2. Elucidate the molecular mechanism by which the PCOs oxidise Group VII ERFs. This will be achieved by (i) crystallisation and structural determination of members of the PCO family, followed by/in parallel with mutagenesis of key active site residues to confirm important features of the active site by kinetic analysis; (ii) pre-steady state kinetic analysis to identify reaction intermediates (stopped-flow UV-visible spectroscopy, rapid chemical flow and product analysis by mass spectrometry, rapid freeze quench assays and product analysis by electron paramagnetic resonance (EPR)); (iii) static spectroscopy techniques to characterise the nature of the active site (UV-vis, EPR) and inductively coupled plasma mass spectrometry to confirm the presence of Fe.
3. Determine the conservation of oxygen-sensing efficiency amongst different plant species. This will be achieved by obtaining potential wheat, maize and rice PCO homologue sequences and subcloning them into expression vectors, then expressing and purifying enzymes. Their ability to oxidise equivalent peptide substrates (synthesised by solid-phase peptide synthesis) will be investigated by kinetic analysis and mass-spectrometry based product analysis.

I am extremely committed to ensuring that this publicly funded work achieves its maximal broad impact. Modulating the activity of the plant cysteine oxidases with respect to oxygen sensing in Arabidopsis thaliana and other plant species, including crops, has the potential to improve food security in the context of increasing flooding events. The work will be of interest to a range of different scientific communities including:

(i) The basic enzymology community - the PCOs are a novel family of enzymes, likely non-haem Fe oxidases, but as yet uncharacterized structurally or mechanistically. They will be of particular interest to enzymologists with an interest in the kinetics of oxygenases.

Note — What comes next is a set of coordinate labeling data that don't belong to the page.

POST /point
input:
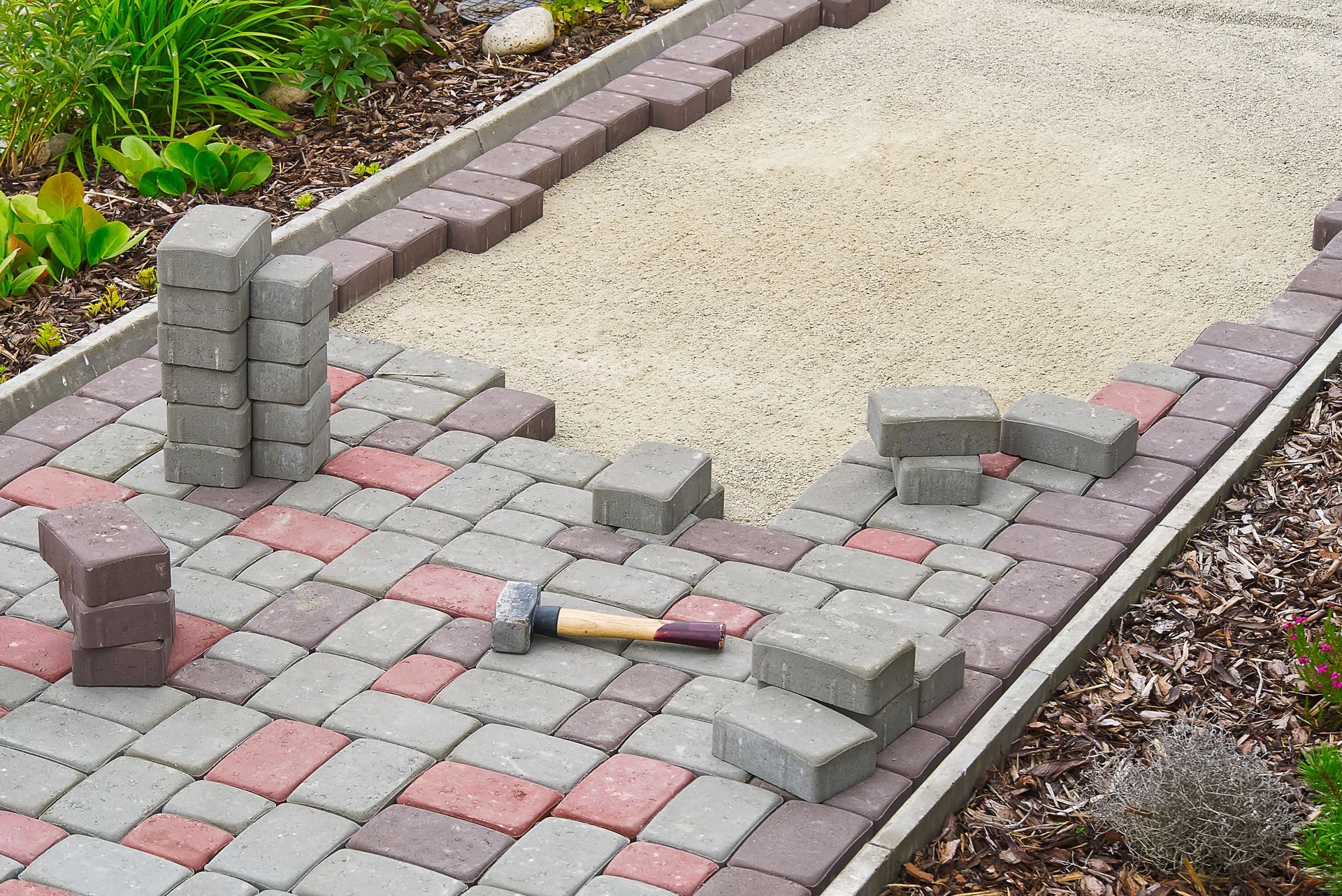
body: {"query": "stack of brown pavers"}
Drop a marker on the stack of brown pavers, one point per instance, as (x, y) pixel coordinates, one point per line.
(116, 584)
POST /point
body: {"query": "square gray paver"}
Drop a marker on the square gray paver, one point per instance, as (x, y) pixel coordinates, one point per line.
(94, 867)
(510, 699)
(315, 687)
(282, 846)
(361, 779)
(384, 633)
(541, 758)
(410, 723)
(710, 817)
(199, 735)
(116, 798)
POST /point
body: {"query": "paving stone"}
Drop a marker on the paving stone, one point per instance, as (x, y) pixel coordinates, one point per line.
(603, 725)
(1302, 313)
(284, 846)
(220, 805)
(384, 633)
(1227, 403)
(549, 761)
(30, 783)
(763, 735)
(433, 730)
(94, 867)
(958, 713)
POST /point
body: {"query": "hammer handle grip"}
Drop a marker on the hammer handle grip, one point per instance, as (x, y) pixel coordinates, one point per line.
(587, 624)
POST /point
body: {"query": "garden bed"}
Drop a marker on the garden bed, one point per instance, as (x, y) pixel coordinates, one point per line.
(430, 97)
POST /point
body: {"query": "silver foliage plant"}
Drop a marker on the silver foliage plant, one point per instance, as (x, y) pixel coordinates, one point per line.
(1195, 796)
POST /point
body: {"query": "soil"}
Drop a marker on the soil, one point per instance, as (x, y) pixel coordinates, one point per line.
(430, 97)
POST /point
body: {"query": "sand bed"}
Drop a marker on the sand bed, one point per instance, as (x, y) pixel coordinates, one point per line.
(1019, 195)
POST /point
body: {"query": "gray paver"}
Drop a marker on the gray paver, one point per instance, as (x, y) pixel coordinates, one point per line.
(545, 760)
(199, 735)
(315, 687)
(628, 589)
(863, 570)
(682, 742)
(384, 633)
(939, 523)
(529, 867)
(217, 598)
(351, 872)
(116, 798)
(545, 462)
(268, 655)
(361, 779)
(767, 591)
(223, 807)
(71, 738)
(710, 817)
(795, 744)
(510, 699)
(30, 783)
(503, 557)
(377, 561)
(138, 709)
(580, 668)
(474, 491)
(849, 491)
(94, 867)
(956, 593)
(396, 719)
(282, 846)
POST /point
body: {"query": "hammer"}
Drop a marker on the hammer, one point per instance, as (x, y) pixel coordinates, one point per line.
(519, 614)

(ii) Plant biologists with an interest in tolerance to abiotic stress - the PCOs may be key signaling points for plant responses to hypoxia and thus intervention in their activity may be a means to manipulate hypoxia-tolerance.

(iii) Crop scientists with an interest in generating genetically modified crop species with improved flooding tolerance. Identifying the mechanism(s) for variable tolerance to flooding amongst different crop species (e.g. by different PCO sensitivities to oxygen) and opportunities to modulate this by, for example, introducing variant enzymes, will be of interest to this field.

The translation of this work into manipulating crop tolerance to submergence and flooding events will have a broad impact, including:

(iv) Crop science organisations working to improve crop yields including with respect to coping with climate change, e.g. the International Rice Research Initiative and the National Institute of Agricultural Botany (Cambridge). These groups will be able to apply PCO variants to large scale crop trials and investigate their submergence tolerance alongside potential side-effects.

(iv) The agrochemical industry - chemical targeting of the PCOs may be a viable mechanism to modulate their activity.

(v) Farming communities, politicians and the public - Ultimately, the implications of the project may be of political interest, e.g. improved crop tolerance to flooding could help to fulfil one of the United Nations Millennium Development Goals 'to eradicate extreme poverty and hunger and ensure environmental sustainability', as well as being of direct economic benefit to farmers by improving crop yields, and consumers by maintaining stable crop prices.